The chance that the group contains traitors is thus (2/3) * (2/5) + (1/3) = 9/15 , or just over 50%.
This is why having more data is really a good thing.
@jacabyte, on 15 July 2012 - 12:10 PM, said in GTW 39:
That's only true for groups of 2 players. Assuming all innocents always pick randomly:
3 players: Chance of traitor pick (if player is innocent): 7/10 (2/3)*(7/10) + (1/3) = 4/5 , or MUCH better than chance.
4 players: Chance of traitor pick (if player is innocent): 9/10 (2/3)*(9/10) + (1/3) = 14/15. We better have our sh#! together by this point.
EDIT: Fixed math for 2-player example. Sorry about that!
This post has been edited by SoItBegins : 15 July 2012 - 03:46 PM
The problem is we won't be picking players randomly by that point. Or at least we shouldn't be.
Operation 2 Name Proposal 1 adam_0 Crow T. Robot SoItBegins
retep998 - Reject 10:28 AM Crow T. Robot - Approve 11:34 AM Mackilroy - Reject 11:38 AM adam_0 - Reject 11:52 AM JacaByte - Reject 12:00 PM SoItBegins - Reject 2:22 PM
Motion is rejected.
retep998, it is your turn to pick names for the second operation.
@soitbegins, on 15 July 2012 - 01:21 PM, said in GTW 39:
If he's innocent, he's picking randomly. The chance that retep998 is a traitor (and thus the first group contains traitors) is 1 in 5.
Picking randomly, if JacaByte is innocent, retep998 has a 2 in 5 chance of being a bad guy. There are two bad guys in the remaining five players, not one (if JacaByte is innocent). If you carry out the rest of your math with the correct odds, you get the 60% chance I said earlier, which should mean a win for the sleeper agents (lesson learned: don't let just anybody pick names). More data is good, but a lot of that comes from the outcome of the mission, and then looking back at voting records afterwards. By keeping the proposer as somebody trustworthy, based on all the information, you can push the odds closer to 40% if they pick randomly which will get you the win, and if the proposer is trustworthy and chooses names based on who is trustworthy, the odds go even more in your favor. People are going to have different opinions on who is trustworthy, though.
Choose wisely retep.
Well, s###. I'm not going to choose Jacabyte this round, so we can get some more information on other people.

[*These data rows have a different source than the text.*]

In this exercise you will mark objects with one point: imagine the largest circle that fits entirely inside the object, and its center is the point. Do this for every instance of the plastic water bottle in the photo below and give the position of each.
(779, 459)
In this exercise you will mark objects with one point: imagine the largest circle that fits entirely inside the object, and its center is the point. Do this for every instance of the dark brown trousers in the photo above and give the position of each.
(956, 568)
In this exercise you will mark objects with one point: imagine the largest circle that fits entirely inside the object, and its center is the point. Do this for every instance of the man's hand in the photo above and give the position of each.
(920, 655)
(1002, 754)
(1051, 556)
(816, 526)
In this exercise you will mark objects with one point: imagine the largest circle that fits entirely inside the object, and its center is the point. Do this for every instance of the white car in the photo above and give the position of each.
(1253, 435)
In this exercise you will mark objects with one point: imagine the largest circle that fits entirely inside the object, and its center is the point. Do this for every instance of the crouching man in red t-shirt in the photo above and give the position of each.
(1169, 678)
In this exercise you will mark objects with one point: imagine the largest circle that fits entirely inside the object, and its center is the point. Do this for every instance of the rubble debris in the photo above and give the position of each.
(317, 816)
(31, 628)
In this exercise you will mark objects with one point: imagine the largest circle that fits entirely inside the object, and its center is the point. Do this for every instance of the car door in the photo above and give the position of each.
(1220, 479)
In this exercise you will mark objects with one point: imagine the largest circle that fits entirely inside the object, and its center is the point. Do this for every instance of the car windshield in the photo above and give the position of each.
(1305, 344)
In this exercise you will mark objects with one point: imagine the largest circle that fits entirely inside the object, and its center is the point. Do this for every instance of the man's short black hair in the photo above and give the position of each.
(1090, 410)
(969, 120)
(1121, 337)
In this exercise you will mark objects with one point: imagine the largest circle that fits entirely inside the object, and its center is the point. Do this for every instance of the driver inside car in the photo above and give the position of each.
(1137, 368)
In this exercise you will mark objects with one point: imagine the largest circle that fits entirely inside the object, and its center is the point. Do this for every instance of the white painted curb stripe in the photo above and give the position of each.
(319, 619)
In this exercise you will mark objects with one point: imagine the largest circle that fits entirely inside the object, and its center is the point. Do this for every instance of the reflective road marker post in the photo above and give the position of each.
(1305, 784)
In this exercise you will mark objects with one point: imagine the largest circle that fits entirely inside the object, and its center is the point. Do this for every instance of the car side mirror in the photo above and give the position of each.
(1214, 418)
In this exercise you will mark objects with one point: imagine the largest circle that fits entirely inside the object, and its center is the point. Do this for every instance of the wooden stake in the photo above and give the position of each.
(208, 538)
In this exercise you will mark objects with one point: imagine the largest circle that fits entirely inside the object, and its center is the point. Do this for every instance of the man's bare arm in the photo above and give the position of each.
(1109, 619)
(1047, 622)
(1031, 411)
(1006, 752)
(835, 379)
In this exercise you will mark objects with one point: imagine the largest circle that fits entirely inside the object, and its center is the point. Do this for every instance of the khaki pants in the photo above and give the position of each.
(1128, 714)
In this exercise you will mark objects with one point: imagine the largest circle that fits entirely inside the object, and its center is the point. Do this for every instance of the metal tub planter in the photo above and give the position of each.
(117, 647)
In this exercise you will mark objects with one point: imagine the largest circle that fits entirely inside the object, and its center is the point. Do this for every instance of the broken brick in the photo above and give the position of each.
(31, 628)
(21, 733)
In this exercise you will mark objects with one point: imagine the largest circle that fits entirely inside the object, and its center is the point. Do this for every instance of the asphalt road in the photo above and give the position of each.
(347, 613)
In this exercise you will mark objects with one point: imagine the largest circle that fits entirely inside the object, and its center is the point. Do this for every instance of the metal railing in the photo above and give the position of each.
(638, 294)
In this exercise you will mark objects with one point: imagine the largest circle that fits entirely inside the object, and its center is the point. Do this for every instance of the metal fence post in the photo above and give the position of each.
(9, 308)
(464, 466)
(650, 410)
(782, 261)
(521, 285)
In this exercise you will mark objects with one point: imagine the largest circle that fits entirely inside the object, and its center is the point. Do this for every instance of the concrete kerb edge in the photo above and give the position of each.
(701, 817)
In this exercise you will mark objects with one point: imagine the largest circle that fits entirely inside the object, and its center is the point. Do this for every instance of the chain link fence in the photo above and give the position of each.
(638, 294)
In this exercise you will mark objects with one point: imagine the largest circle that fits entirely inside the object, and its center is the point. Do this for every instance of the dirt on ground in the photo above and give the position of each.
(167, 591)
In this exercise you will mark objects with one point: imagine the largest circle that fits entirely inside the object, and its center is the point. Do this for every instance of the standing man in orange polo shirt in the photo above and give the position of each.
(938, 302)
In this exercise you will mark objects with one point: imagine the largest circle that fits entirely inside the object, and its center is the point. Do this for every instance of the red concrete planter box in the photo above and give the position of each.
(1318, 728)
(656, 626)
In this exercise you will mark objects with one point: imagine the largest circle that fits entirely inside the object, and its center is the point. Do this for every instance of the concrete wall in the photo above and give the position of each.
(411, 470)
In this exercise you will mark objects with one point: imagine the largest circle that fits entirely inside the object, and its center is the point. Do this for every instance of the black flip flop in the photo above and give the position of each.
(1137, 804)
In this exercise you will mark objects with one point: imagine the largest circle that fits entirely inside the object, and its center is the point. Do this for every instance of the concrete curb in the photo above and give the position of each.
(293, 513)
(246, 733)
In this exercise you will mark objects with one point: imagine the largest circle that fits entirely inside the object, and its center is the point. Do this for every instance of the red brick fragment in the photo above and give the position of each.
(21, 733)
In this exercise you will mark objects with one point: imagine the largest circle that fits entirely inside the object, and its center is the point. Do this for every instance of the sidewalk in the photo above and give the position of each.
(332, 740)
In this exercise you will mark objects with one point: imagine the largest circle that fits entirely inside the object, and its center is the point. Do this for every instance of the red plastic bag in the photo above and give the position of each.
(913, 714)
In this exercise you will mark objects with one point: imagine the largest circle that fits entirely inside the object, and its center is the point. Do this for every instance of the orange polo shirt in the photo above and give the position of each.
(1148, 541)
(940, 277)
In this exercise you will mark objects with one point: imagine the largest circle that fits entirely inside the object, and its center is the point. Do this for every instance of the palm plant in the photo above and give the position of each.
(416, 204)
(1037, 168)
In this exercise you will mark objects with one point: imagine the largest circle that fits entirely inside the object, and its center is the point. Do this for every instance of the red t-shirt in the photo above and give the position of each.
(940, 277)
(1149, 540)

However, I will choose myself, because obviously I am innocent, and I wouldn't pick somebody else instead of me. So... using a random number generator... 2 so thats adam_0 1 so thats crow t. robot My proposal is as thus follows retep998 adam_0 Crow T. Robot
Please PM me, everyone, whether you APPROVE or REJECT the second proposed second operation: adam_0 Crow T. Robot retep998
Done. retep, your random number generator is horrible -- we already had a motion with Crow T. Robot and adam_0. I've rejected this motion too.
I have also rejected this motion since I don't see how this selection helps us determine who will be cooperative when it comes down to carrying out actual missions. I didn't notice that adam_0 and Crow was on the previous motion, as well as this one.
@jacabyte, on 15 July 2012 - 04:18 PM, said in GTW 39:
This is why you should keep track.
@mrxak, on 15 July 2012 - 10:32 AM, said in GTW 39:
Please PM me, everyone, whether you APPROVE or REJECT the first proposed second operation: adam_0 Crow T. Robot SoItBegins
@mrxak, on 15 July 2012 - 02:08 PM, said in GTW 39:
...I guess Crow and I are just popular? I dunno. I don't see how this will help us narrow things down though, so I will have to reject.
Operation 2 Name Proposal 2 adam_0 Crow T. Robot retep998
retep998 - Approve 3:03 PM Crow T. Robot - Approve 3:05 PM JacaByte - Reject 3:17 PM Mackilroy - Reject 3:23 PM SoItBegins - Reject 4:47 PM adam_0 - Reject 7:30 PM
adam_0, it is your turn to pick names for the second operation.
I choose myself , retep998 , who has been trustworthy in the past, and Mackilroy , who hasn't seen any action thus far.